More than three years ago, Bolton played an important role in promoting Ban for the U.N.'s top spot. Today, he still says, "I thought it was the right thing to do." But he sharply criticized the former Korean foreign minister in his strongest terms ever in his interview with Turtle Bay and a Washington Times opinion piece for trying to set up an international inquiry into Israeli conduct without an explicit mandate from the U.N. Security Council.

"For Mr. Ban to act without express U.N. Security Council authorization, however, would far exceed his legitimate authority," Bolton wrote. "It would create a troubling precedent, with implications not just for Israel but for the United States, extending well beyond Israel's blockade of Gaza or the May 31 events. Nonetheless, President Obama has not moved decisively to quash the idea, and his inaction is understood in U.N. circles as implicitly consenting to Mr. Ban's illegitimate initiative."

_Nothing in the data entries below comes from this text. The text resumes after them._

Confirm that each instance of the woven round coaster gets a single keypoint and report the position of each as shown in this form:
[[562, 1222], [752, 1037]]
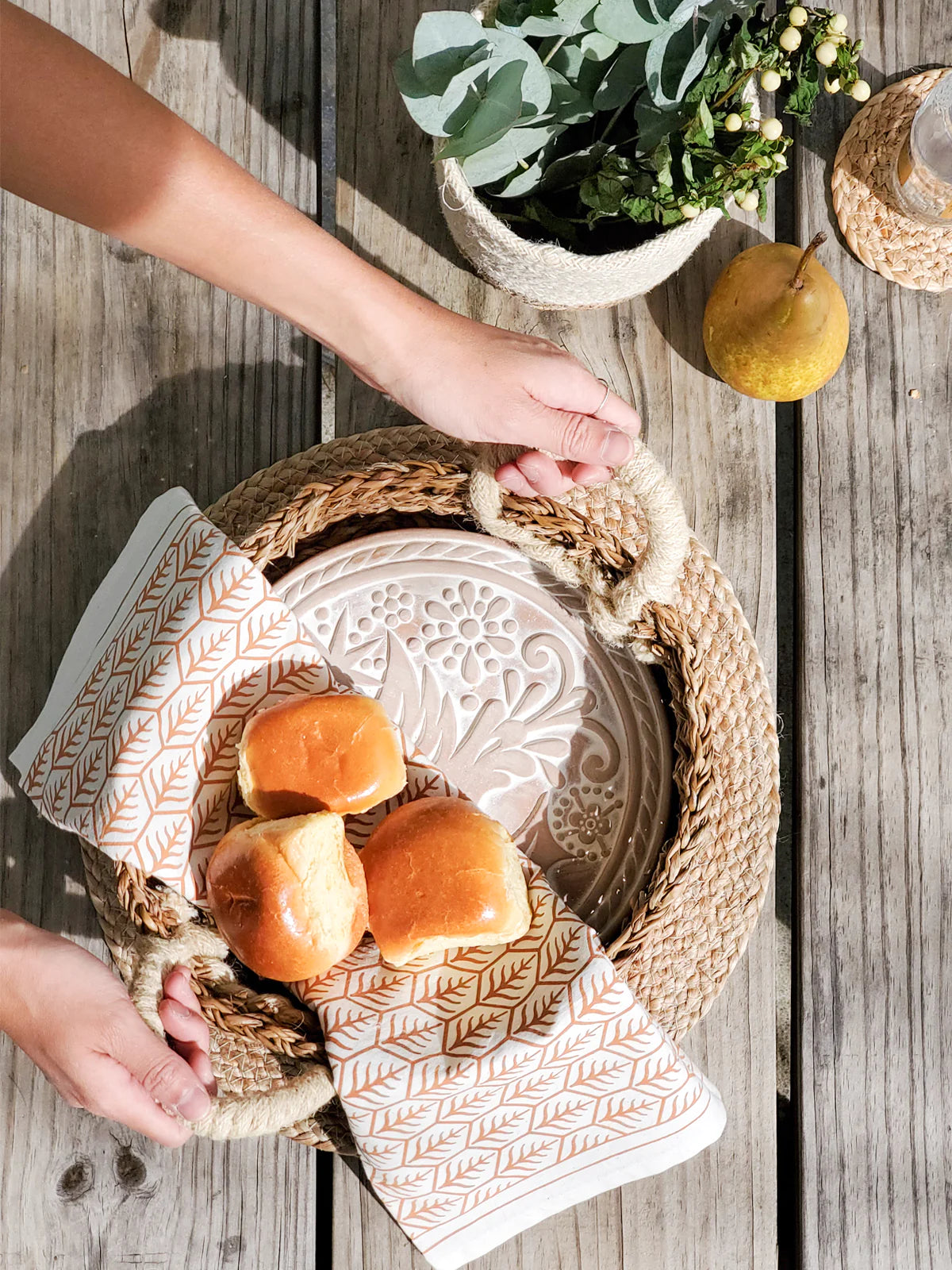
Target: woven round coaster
[[882, 237]]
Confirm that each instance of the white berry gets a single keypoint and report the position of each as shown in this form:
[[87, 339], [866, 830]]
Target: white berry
[[790, 40]]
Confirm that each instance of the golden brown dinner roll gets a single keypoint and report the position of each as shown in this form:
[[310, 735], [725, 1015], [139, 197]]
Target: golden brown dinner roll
[[289, 895], [442, 876], [336, 753]]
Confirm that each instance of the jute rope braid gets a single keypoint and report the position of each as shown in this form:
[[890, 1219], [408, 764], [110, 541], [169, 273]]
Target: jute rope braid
[[695, 918], [882, 237]]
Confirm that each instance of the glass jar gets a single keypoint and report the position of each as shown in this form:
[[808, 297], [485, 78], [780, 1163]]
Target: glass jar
[[922, 175]]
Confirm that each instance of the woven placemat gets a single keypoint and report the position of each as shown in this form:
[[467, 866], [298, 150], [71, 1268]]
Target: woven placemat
[[882, 237]]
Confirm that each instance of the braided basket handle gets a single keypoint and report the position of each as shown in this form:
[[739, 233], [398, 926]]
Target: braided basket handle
[[641, 486]]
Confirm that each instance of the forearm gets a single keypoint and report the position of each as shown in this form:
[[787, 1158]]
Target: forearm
[[14, 937], [86, 143]]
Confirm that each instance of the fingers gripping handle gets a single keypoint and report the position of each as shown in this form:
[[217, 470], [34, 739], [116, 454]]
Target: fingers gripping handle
[[615, 607]]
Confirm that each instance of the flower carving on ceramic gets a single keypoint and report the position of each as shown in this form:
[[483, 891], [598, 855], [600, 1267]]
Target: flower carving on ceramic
[[490, 672], [469, 630], [583, 819]]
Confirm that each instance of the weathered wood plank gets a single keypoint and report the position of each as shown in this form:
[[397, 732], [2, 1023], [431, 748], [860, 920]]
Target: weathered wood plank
[[118, 378], [720, 1210], [875, 721]]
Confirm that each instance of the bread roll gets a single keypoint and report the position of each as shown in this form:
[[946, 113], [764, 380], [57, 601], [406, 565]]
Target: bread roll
[[333, 753], [442, 876], [289, 895]]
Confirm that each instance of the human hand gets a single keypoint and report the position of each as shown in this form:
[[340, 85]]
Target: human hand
[[74, 1019], [482, 383]]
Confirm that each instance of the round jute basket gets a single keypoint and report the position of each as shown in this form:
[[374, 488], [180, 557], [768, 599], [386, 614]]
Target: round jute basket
[[647, 583]]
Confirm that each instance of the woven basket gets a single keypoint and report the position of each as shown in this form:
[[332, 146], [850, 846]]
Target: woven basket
[[691, 925]]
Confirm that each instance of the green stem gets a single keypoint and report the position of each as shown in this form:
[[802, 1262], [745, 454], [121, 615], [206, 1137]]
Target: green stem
[[733, 89], [612, 121], [554, 50]]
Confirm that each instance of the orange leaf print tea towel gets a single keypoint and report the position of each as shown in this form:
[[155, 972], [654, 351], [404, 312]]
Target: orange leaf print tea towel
[[136, 747], [501, 1085]]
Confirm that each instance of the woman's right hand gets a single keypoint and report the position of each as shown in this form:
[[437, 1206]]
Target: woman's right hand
[[74, 1019]]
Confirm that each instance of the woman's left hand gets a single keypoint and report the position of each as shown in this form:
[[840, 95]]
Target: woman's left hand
[[482, 383]]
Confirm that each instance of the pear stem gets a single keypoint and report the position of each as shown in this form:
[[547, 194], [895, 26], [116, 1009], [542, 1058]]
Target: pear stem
[[797, 283]]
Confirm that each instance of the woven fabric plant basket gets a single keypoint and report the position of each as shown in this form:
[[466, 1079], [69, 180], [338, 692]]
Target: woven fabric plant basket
[[647, 582]]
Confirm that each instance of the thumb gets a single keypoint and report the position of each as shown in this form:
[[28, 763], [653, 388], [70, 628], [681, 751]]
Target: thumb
[[163, 1073], [579, 437]]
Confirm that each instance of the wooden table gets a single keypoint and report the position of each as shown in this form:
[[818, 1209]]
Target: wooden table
[[122, 376]]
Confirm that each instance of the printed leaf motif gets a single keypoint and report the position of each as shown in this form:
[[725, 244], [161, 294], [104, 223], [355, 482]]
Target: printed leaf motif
[[562, 1114], [598, 1076], [86, 776], [507, 981], [228, 590], [149, 676], [220, 749], [372, 1083], [465, 1106], [541, 1013], [556, 954], [184, 717], [171, 613], [171, 781], [205, 654], [105, 711], [465, 1174], [425, 1213], [524, 1160], [130, 742], [196, 552], [259, 639], [404, 1117], [471, 1033], [69, 741], [432, 1147], [159, 583]]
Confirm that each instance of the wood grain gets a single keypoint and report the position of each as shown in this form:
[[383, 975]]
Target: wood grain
[[875, 721], [719, 1210], [118, 378]]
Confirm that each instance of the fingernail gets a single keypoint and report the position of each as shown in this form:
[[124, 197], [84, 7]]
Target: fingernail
[[194, 1105], [617, 448]]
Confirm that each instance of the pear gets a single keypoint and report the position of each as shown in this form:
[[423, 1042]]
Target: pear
[[776, 324]]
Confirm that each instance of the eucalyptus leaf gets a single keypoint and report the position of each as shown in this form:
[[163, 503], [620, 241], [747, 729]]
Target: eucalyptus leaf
[[654, 124], [498, 110], [624, 79], [501, 158], [442, 44], [630, 22], [568, 105], [429, 111], [574, 168], [507, 48]]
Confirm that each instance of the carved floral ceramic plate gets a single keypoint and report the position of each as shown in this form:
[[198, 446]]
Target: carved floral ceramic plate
[[488, 666]]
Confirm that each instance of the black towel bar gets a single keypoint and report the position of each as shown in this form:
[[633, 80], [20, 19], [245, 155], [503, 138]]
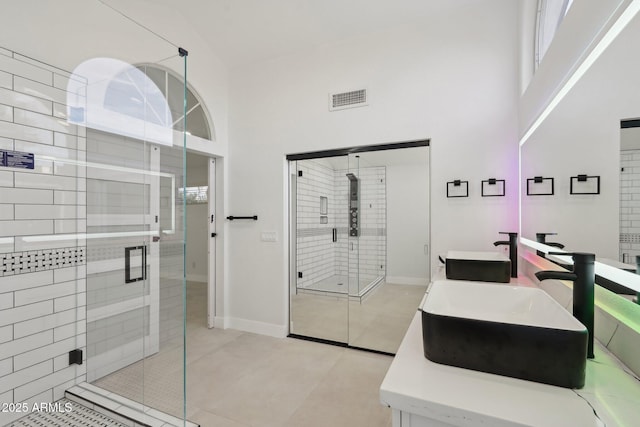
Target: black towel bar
[[231, 218]]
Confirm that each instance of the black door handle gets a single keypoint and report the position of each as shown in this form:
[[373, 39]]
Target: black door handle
[[127, 264]]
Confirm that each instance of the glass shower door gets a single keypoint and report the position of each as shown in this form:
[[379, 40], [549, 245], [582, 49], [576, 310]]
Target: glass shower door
[[135, 236], [319, 288]]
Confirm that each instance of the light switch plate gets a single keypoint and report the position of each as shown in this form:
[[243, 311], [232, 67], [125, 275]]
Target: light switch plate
[[269, 236]]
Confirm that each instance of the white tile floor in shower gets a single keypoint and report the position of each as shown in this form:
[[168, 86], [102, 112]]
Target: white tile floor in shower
[[239, 379]]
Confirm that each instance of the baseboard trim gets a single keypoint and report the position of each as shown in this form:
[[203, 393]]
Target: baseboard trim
[[405, 280]]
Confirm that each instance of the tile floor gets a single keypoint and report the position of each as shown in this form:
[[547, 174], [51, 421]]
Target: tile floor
[[239, 379]]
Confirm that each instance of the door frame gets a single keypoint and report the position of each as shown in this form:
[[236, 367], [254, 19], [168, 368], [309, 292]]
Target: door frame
[[211, 259]]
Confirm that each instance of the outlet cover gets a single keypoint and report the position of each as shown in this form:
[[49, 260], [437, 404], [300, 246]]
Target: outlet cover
[[269, 236]]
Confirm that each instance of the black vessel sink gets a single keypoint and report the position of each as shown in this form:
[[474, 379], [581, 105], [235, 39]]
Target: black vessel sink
[[513, 331], [478, 266]]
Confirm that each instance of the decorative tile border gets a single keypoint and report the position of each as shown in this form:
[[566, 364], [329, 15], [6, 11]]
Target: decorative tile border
[[629, 237], [13, 263]]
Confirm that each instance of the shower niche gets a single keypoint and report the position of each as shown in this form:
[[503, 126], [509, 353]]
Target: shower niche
[[339, 290]]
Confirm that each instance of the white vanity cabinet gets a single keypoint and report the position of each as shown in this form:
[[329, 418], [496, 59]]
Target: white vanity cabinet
[[422, 393]]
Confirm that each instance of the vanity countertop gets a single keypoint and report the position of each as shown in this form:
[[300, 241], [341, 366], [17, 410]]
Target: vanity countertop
[[462, 397]]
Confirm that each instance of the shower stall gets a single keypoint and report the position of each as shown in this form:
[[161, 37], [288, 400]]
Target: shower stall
[[92, 219], [340, 289]]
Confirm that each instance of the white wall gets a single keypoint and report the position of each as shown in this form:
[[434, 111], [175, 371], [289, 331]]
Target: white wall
[[197, 221], [454, 81], [582, 136], [407, 230], [582, 28]]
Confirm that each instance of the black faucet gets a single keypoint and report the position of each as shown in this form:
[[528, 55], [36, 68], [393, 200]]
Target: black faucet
[[583, 278], [542, 238], [513, 250]]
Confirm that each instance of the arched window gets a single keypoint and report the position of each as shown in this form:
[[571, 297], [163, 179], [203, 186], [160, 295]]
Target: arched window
[[550, 15], [142, 101], [172, 88]]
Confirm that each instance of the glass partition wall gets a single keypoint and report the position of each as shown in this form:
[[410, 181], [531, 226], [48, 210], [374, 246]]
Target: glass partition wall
[[97, 199], [347, 285]]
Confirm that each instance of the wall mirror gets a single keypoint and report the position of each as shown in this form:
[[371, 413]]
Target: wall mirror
[[582, 136]]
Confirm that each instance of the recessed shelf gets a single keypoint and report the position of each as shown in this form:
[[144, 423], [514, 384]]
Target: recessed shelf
[[540, 186]]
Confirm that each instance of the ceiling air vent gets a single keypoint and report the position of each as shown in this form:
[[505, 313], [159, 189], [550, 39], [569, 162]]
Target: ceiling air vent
[[354, 98]]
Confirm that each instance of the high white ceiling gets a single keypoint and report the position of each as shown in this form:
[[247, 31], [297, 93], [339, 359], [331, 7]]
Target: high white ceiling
[[246, 31]]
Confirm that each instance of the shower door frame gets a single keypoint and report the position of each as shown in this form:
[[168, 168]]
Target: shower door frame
[[291, 283], [145, 345]]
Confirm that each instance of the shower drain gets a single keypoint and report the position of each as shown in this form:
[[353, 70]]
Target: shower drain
[[79, 416]]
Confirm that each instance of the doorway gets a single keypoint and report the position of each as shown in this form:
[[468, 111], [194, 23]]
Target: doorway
[[359, 240]]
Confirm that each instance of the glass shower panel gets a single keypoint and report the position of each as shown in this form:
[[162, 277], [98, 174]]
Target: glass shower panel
[[105, 137], [319, 288], [354, 218], [135, 228]]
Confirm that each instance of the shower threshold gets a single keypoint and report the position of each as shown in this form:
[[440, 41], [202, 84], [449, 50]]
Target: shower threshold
[[87, 405]]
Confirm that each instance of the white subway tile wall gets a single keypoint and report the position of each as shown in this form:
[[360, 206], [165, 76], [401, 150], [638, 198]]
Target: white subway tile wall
[[42, 284], [318, 257]]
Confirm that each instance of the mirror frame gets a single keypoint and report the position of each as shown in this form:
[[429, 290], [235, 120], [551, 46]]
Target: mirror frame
[[624, 278]]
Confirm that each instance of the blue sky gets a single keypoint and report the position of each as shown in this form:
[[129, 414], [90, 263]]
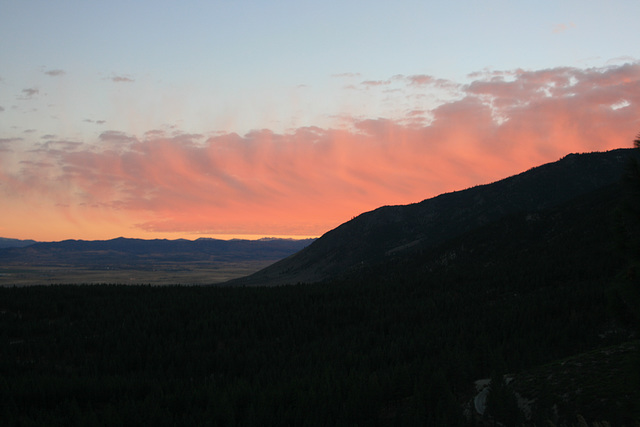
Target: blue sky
[[76, 75]]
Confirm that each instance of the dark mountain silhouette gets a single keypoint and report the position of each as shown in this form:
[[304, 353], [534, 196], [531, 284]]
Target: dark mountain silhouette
[[396, 232], [123, 252]]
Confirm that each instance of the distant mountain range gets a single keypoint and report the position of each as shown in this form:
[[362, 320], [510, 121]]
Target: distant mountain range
[[126, 253], [399, 232], [15, 243]]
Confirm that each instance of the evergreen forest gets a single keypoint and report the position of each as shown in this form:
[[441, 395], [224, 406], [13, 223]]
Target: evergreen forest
[[543, 304]]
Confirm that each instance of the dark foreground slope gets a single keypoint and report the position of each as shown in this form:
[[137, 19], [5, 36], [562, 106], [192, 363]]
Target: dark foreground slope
[[391, 230], [548, 298]]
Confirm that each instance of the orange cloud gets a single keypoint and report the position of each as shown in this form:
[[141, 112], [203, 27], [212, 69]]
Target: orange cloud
[[311, 179]]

The position taken by Bolton added an influential American conservative voice to Israel's efforts to convince Ban to back away from an international inquiry. Both Israel and the United States maintain that an Israeli inquiry -- involving two international observers -- is adequate to addressing international calls for a credible inquiry into the Memorial Day raid, which led to Israel's killing of nine aid activists who had violently resisted Israel's effort to forcefully seize control of the boat.

Following the raid, the Security Council issued a statement calling for "a prompt, impartial, credible and transparent investigation conforming to international standards." The Obama administration agreed to the text after eliminating language explicitly calling for an international probe. After the statement was adopted, the chief U.S. negotiator, Alejandro Wolff, said, "We are convinced and support an Israeli investigation as I called for in my statement earlier and have every confidence that Israel can conduct a credible and impartial, transparent, prompt investigation internally."

But Ban disagreed with the United States, telling reporters last week that key governments he is consulting believe the Israeli inquiry "is not sufficient enough to have international credibility." He said he would continue his efforts to convince Israel and Turkey to participate with an international panel probing the incident.

Bolton told Turtle Bay that Ban is "incredibly unwise" to pursue his investigation without the full support of the Security Council. He said Ban's approach to the Middle East has "evolved" in recent years, and reflects "a mood in New York, including the U.N. secretariat, which is growing steadily anti-Israeli." He said the Obama administration has behaved "duplicitously" by offering its public support for the Israel inquiry while failing to confront Ban. "Implicitly, they are going to let this happen," Bolton said. "We want to make it clear that we do not agree with what Ban is doing,"

A spokesman for Ban, Martin Nesirky, declined to respond to Bolton's article, saying only that the "former permanent representative of the United States is entitled to his opinion." But U.N. observers countered that Bolton was out of line with his criticism of Ban and the United States.

Jeffrey Laurenti, a U.N. analyst at the Century Foundation, said that "Bolton's strategy of non-payment to the U.N. had resulted in a crippled U.S. diplomacy in international organizations and elsewhere and that his own mercifully brief tenure at the U.N. was one marred by a record of negative achievements: that is blocking but not accomplishing."

Laurenti added, "It really is quite slanderous to charge the Secretary General with anti-semitism -- or anyone else -- for being critical of Israeli force."

"Bolton has long been closely allied with the most expansionist and retrograde elements in the Israeli security establishment, and one would be hard put to think of a single excessive [Israeli] move or action to which he has ever spoken critically," Laurenti said. The Obama administration, in contrast, "has been mindful of the outrage in much of the rest of the world. That's why they have muffled their opposition to the U.N. initiative in a way a more right-wing administration would not."